Any biggish piece of business departing WPP is newsworthy theses days – at least as far as stock watchers are concerned – and $550m Revlon media, which departed MediaCom in March, has found a new home at Interpublic’s Initiative.
MediaCom resigned the business, partly in frustration no doubt, as it had been appointed as Revlon’s global media agency just a year before after handling media in the US for seven years. WPP creative agency Grey still seems to be on the Revlon case although you never quite know with the iconic US fragrance company which changes CEOs with bewildering rapidity.
New incumbent is Debra Perelman (below) who should last rather longer as she’s the daughter of main shareholder Ron Perelman, an “activist” investor. These were one of the many banes of departed WPP CEO Sir Martin Sorrell’s life as growth ground to a halt in his last 18 months at the marcoms behemoth.
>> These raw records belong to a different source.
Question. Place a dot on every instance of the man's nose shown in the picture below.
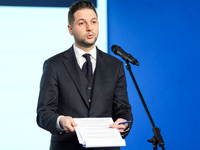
(89, 27)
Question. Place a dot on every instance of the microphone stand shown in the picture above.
(157, 138)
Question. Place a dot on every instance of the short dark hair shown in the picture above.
(78, 6)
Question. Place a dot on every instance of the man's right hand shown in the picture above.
(67, 123)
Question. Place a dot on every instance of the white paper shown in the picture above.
(96, 132)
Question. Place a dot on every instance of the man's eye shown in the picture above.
(81, 23)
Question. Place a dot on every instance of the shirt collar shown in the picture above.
(79, 53)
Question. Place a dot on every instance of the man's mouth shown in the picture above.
(90, 36)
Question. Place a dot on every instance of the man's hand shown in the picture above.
(120, 127)
(67, 123)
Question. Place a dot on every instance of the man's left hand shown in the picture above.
(120, 127)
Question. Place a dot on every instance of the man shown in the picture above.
(67, 92)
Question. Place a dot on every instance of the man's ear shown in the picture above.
(70, 29)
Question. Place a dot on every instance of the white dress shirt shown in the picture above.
(80, 60)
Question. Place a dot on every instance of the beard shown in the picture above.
(85, 43)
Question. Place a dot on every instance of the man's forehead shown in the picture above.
(85, 14)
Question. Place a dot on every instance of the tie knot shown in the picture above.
(87, 56)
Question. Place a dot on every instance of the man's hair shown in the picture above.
(78, 6)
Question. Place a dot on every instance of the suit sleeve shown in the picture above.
(121, 105)
(48, 99)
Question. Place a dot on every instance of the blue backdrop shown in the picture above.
(165, 38)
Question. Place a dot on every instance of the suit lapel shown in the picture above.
(99, 75)
(74, 71)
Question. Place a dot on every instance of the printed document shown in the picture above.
(96, 132)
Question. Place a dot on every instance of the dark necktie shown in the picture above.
(87, 67)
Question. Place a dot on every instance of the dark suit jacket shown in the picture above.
(62, 92)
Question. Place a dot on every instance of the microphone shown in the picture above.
(127, 57)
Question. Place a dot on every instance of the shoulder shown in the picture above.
(60, 56)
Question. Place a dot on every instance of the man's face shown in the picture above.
(85, 28)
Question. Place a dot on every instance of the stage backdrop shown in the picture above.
(165, 38)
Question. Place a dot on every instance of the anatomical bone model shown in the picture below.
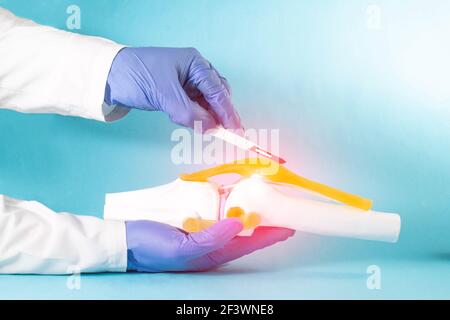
(262, 197)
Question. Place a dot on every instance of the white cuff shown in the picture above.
(115, 240)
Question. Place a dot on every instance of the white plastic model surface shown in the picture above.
(170, 203)
(180, 200)
(324, 218)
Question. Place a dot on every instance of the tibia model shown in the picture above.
(260, 198)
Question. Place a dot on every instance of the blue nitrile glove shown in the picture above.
(157, 247)
(179, 82)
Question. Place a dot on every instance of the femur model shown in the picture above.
(262, 197)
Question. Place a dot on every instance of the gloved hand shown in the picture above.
(179, 82)
(157, 247)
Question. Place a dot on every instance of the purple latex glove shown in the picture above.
(158, 247)
(179, 82)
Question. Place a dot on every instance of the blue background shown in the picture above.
(360, 107)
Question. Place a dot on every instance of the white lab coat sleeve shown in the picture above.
(45, 70)
(36, 240)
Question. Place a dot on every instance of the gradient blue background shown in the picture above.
(362, 109)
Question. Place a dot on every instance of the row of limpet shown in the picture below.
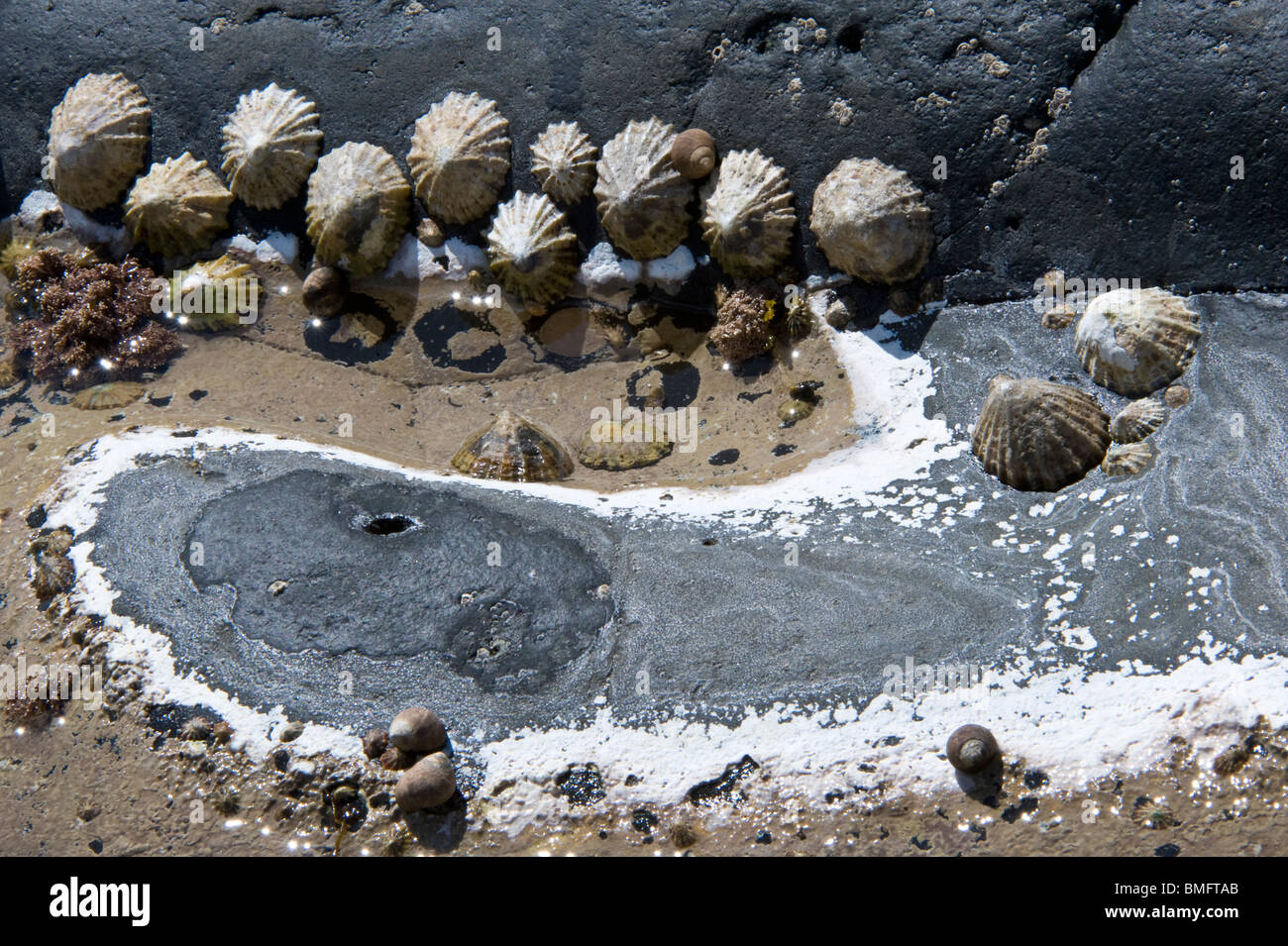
(870, 219)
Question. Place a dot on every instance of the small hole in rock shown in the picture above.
(387, 525)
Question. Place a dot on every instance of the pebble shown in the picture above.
(417, 729)
(429, 783)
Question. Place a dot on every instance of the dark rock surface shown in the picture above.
(1134, 181)
(704, 614)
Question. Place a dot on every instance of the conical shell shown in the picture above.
(460, 154)
(1038, 435)
(747, 215)
(563, 162)
(214, 295)
(531, 249)
(871, 222)
(178, 206)
(357, 209)
(642, 198)
(1137, 420)
(1126, 460)
(1134, 341)
(270, 145)
(98, 141)
(513, 448)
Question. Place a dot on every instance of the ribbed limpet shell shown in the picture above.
(1126, 460)
(357, 209)
(460, 154)
(98, 139)
(563, 162)
(1038, 435)
(270, 145)
(642, 198)
(513, 448)
(178, 206)
(1137, 420)
(1134, 341)
(872, 222)
(747, 215)
(531, 249)
(622, 446)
Such investors usually start by slashing marketing spend and agency fees.
MediaCom can make a convincing claim to be the most successful company in the WPP fold, despite reverses including losing Volkswagen globally. It’s since won numerous substantial accounts including rival carmaker PSA (Peugeot and Citroen).
But North America has been the biggest problem for WPP recently with revenues falling. Interim bosses Mark Read and Andrew Scott badly need a few winners there and Revlon finding a new home is a reminder that they’ve been thin on the ground. At some stage Ford will presumably announce some new agency arrangements adversely affecting WPP’s bespoke Ford agency GTB.
As for Initiative and parent IPG they’re hanging in there despite being written off as major players many times over the past decade. At the moment the outlook for IPG boss Michael Roth looks rather better than for his WPP rivals. Unless that big bid from a voracious consultancy comes in – and he probably won’t mind that either.